Il Tar respinge il ricorso di Asstel, Tim, Vodafone, WindTre, Fastweb e Eolo, e dichiara illegittime le bollette a 28 giorni. Lo stesso Tar ha però sospeso i rimborsi automatici annunciati sulle prime fatture mensili a partire da aprile 2018 che avrebbero dovuto restituire ai consumatori quanto pagato in più, proprio a causa delle bollette calcolate su 4 settimane.

Ivo Tarantino, responsabile Relazione esterne di Altroconsumo, commenta: “La trasparenza delle condizioni contrattuali non può essere accessoria, deve essere un prerequisito, con un doppio effetto benefico: sul sistema, per far funzionare la concorrenza, e sui singoli consumatori, permettendo di valutare scelte più adatte al proprio profilo di utenza”.

L’associazione invita perciò tutti ad aderire all’iniziativa “Rivogliamo la tredicesima”. “Noi non ci fermiamo”, afferma Tarantino, “continuiamo a spingere su tutti i soggetti coinvolti, operatori di telefonia mobile, fissa e pay-tv, nessuno escluso, affinché tutti i consumatori ricevano indietro quanto versato indebitamente”.
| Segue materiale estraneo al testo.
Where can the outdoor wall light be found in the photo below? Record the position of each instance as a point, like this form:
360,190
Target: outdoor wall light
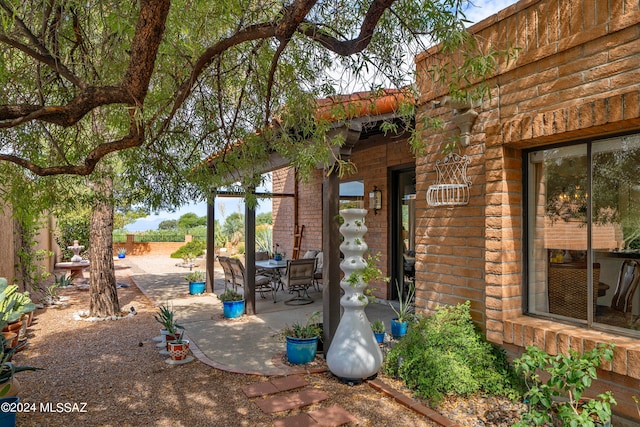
375,200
Nelle ultime settimane sta arrivando la comunicazione da parte di alcuni operatori che avvisano della nuova rimodulazione tariffaria, con l’adeguamento dell’offerta che torna su base mensile. Manovra che non porterà un risparmio effettivo perché, per garantirsi gli stessi introiti su base annua, gli operatori stanno spalmando il tredicesimo canone sugli altri 12. In più i costi rimarranno invariati nei 12 mesi, ma così non sarà per il traffico disponibile: se 100 minuti avevo in 28 giorni, 100 minuti avrò su base mensile e non 108 o 109. Ciò significa che la rimodulazione sarà, nei fatti, un aumento del costo della tariffa.

Le compagnie hanno tempo per adeguarsi alle disposizioni previste dall’Agcom fino al 4 aprile 2018. Se dovessero violare la norma dovranno pagare ai consumatori un indennizzo forfettario pari a 50 euro entro una data stabilita dall’Autorità delle Comunicazioni, più 1 euro per ogni giorno successivo alla scadenza. Raddoppiano anche le sanzioni dell’AGCOM: da un minimo di 240.000 euro a un massimo di 5 milioni.

Il Tar ha agito solo nel rispetto delle norme legiferate di recente”, afferma Carlo De Masi, presidente di Adiconsum nazionale, “ma non ha risolto i problemi dei consumatori, negando loro anche il risarcimento previsto da Agcom. Adiconsum si adopererà con tutti i mezzi a sua disposizione per ottenere la modifica dell’art. 70 del Codice delle Comunicazioni elettroniche, affinché sia data certezza del rispetto delle condizioni contenute nel contratto per tutta la sua durata”.

La norma in questione”, sottolinea Mauro Vergari del settore Comunicazioni di Adiconsum, “consente all’operatore di variare, quando vuole e senza motivo, in maniera del tutto unilaterale, le condizioni contrattuali vanificando, quindi, le proposte commerciali, anche economiche, dichiarate alla firma del contratto che, di fatto, diventa variabile nel tempo”. Emblematico a questo proposito risulta il caso delle bollette a 4 settimane che ha dimostrato che, “nel momento in cui gli operatori, accordandosi, praticano le stesse modifiche nei contratti, a nulla serve l’unica difesa prevista dall’art. 70 per il consumatore, quella cioè, di recedere dal contratto senza costi e cambiare gestore”, conclude Vergari.

Per questo motivo, “Occorre operare affinché la fiducia dei cittadini-consumatori nei confronti delle imprese ritorni a livelli accettabili, per garantire la stabilità di un mercato fondamentale come quello delle comunicazioni”, conclude De Masi.